Às vésperas da malograda reunião do Conselho Universitário (Co) de 26 de maio, que apreciaria a proposta adotada pela Reitoria da USP e pelo Conselho de Reitores das Universidades Estaduais Paulistas (Cruesp) de reajuste salarial de 3,47%, correspondente à inflação apurada no período pelo IPC, índice calculado pela Fundação Instituto de Pesquisas Econômicas (FIPE), os diferentes segmentos da categoria docentes — doutores(as), associados(as) e titulares — foram consultados a respeito pelos respectivos representantes no Co. Os resultados foram surpreendentes.

No tocante a doutores e doutoras, 420 docentes responderam às seguintes perguntas: 1) “Qual deve ser a posição da representação docente em relação à proposta de reajuste salarial apresentada?” e 2) “A representação docente deve propor que o índice de reajuste salarial seja vinculado ao IPCA?”.

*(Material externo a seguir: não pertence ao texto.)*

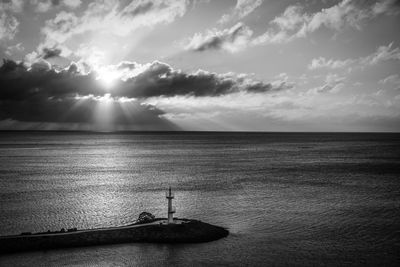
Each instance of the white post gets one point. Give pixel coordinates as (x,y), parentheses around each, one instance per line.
(171,211)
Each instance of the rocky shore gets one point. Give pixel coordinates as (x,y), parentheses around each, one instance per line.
(157,231)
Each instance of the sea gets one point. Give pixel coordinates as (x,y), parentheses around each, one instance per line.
(288,199)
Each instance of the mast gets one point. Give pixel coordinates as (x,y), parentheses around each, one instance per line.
(171,210)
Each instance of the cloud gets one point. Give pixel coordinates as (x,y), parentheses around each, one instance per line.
(232,40)
(43,6)
(295,23)
(383,53)
(333,84)
(40,93)
(392,80)
(8,22)
(321,62)
(49,53)
(112,17)
(241,10)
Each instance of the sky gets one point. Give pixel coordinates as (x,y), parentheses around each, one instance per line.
(198,65)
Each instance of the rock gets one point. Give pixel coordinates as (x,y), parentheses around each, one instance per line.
(146,217)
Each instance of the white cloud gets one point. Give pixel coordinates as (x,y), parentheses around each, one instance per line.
(111,17)
(333,84)
(232,40)
(43,6)
(295,23)
(392,80)
(72,3)
(321,62)
(8,26)
(241,10)
(383,53)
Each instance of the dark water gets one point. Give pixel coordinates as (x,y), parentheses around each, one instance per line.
(288,199)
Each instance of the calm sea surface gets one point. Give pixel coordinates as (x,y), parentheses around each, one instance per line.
(287,198)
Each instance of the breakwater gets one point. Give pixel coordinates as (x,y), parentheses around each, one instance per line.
(187,231)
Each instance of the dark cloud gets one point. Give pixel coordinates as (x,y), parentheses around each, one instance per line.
(41,93)
(232,39)
(51,52)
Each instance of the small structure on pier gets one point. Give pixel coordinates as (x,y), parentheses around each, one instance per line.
(171,210)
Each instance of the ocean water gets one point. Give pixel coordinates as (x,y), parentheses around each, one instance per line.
(288,199)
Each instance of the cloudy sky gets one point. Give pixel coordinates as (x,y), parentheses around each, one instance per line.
(245,65)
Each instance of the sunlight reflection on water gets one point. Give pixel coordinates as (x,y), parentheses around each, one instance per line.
(297,200)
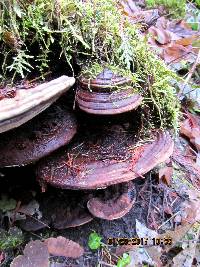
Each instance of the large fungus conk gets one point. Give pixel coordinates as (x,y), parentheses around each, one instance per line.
(103,156)
(27,103)
(37,138)
(107,94)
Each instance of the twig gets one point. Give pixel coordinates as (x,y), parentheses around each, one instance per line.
(191,72)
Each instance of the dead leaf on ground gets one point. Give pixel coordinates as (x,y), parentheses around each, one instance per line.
(61,246)
(191,129)
(186,256)
(165,175)
(35,255)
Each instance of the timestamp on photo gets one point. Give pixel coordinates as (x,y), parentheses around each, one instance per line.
(136,241)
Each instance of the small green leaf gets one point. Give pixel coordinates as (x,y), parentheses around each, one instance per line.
(124,261)
(94,241)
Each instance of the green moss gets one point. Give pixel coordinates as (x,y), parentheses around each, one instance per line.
(11,239)
(175,8)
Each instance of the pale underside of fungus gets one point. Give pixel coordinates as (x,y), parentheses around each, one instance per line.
(28,103)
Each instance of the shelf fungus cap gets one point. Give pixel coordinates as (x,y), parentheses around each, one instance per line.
(117,205)
(94,164)
(108,94)
(28,103)
(53,128)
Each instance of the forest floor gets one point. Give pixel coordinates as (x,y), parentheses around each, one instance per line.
(163,227)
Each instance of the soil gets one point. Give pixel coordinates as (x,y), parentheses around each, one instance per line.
(149,195)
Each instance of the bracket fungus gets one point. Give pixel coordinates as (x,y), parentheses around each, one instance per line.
(27,103)
(107,94)
(115,205)
(37,138)
(102,157)
(106,155)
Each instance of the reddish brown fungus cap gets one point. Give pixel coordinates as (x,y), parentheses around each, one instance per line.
(103,157)
(114,206)
(104,82)
(108,94)
(37,138)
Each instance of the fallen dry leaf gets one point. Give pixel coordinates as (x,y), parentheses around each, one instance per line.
(175,53)
(187,40)
(165,175)
(160,35)
(61,246)
(35,255)
(186,256)
(191,129)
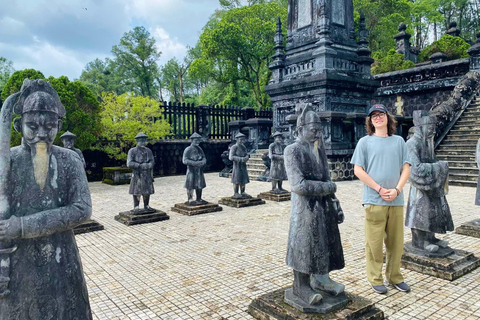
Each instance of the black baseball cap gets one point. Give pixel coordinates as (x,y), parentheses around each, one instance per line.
(377,107)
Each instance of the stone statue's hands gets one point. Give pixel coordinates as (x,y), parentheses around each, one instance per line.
(330,187)
(341,217)
(10,229)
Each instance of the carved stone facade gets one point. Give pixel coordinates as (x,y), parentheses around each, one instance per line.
(322,65)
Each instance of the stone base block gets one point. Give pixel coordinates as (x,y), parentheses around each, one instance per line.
(470,228)
(272,306)
(194,210)
(88,226)
(134,217)
(272,196)
(240,203)
(449,268)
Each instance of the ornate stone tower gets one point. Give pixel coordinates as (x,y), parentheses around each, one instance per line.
(323,64)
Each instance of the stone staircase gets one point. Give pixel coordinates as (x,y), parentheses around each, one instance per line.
(459,147)
(255,164)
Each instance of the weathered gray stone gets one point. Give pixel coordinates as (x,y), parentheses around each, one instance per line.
(140,160)
(314,244)
(43,195)
(271,306)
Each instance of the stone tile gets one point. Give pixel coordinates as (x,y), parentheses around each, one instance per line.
(211,266)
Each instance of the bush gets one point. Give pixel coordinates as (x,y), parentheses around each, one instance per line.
(391,62)
(453,47)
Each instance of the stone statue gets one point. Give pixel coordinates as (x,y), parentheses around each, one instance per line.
(68,140)
(195,160)
(140,160)
(314,245)
(427,210)
(277,167)
(477,160)
(239,155)
(47,195)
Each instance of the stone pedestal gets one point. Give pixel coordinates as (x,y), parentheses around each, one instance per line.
(240,203)
(272,306)
(275,196)
(190,210)
(88,226)
(470,228)
(449,267)
(133,217)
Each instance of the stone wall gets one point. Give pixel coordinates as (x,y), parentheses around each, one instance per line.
(168,158)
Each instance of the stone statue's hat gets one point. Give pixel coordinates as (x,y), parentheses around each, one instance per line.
(422,117)
(68,134)
(38,95)
(307,116)
(141,135)
(377,107)
(195,136)
(276,134)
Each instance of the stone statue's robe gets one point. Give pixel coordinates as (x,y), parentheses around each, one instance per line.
(427,207)
(277,167)
(46,273)
(314,244)
(239,173)
(194,159)
(142,176)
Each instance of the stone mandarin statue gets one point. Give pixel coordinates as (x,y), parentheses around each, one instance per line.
(47,196)
(239,155)
(140,160)
(277,167)
(194,158)
(68,140)
(427,210)
(314,245)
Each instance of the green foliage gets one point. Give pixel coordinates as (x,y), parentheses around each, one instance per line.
(391,62)
(82,107)
(136,61)
(6,69)
(453,47)
(237,46)
(83,111)
(124,116)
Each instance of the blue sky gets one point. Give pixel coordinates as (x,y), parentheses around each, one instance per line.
(59,37)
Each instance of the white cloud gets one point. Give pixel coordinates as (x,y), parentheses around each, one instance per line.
(170,47)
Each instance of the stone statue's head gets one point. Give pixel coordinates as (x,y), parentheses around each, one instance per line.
(40,109)
(141,139)
(68,139)
(424,124)
(309,126)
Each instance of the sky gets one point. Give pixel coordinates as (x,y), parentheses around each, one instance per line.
(59,37)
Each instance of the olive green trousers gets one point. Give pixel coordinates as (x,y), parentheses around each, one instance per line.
(383,224)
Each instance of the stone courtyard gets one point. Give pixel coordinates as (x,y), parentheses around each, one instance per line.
(211,266)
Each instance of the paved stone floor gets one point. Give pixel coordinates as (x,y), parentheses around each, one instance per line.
(211,266)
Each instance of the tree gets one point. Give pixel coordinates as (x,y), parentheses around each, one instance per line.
(136,58)
(81,104)
(124,116)
(6,69)
(240,45)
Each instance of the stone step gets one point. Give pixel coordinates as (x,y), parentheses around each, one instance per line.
(464,152)
(453,158)
(462,164)
(462,183)
(463,177)
(463,170)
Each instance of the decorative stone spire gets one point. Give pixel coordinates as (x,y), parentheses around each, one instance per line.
(452,29)
(279,58)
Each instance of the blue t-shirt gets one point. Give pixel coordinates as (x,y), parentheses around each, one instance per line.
(382,158)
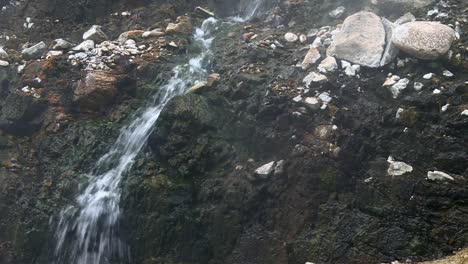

No item 1, a maioria dos(as) participantes, 240 (57,14%), votou contrariamente à proposta da Reitoria, enquanto 159 (37,86%) votaram favoravelmente, e 21 (5%) se abstiveram. No item 2, a adesão ao “sim” foi esmagadora: conquistou 380 votos ou 90,48% do universo de doutores(as) votantes.

Entre professores(as) associados(as), a proposta da Reitoria foi rechaçada de modo cristalino e contundente. Dentre 975 docentes que se manifestaram na enquete, 300 (30,76%) votaram a favor do índice de 3,47%, enquanto que 600 (61,53%) votaram contra e outros 60 (6,15%) se abstiveram.

Quanto aos(às) titulares, no universo de 328 docentes que se manifestaram a proposta de votar no Co a favor dos 3,47% ganhou apertado, recebendo 169 votos (51,5%), enquanto a posição contrária obteve 134 votos (40,9%) e as abstenções somaram 25 votos (7,6%). Essa divisão é inédita num segmento que, por representar o topo da carreira, tende a adotar condutas mais conservadoras e a se alinhar às orientações emanadas da Reitoria.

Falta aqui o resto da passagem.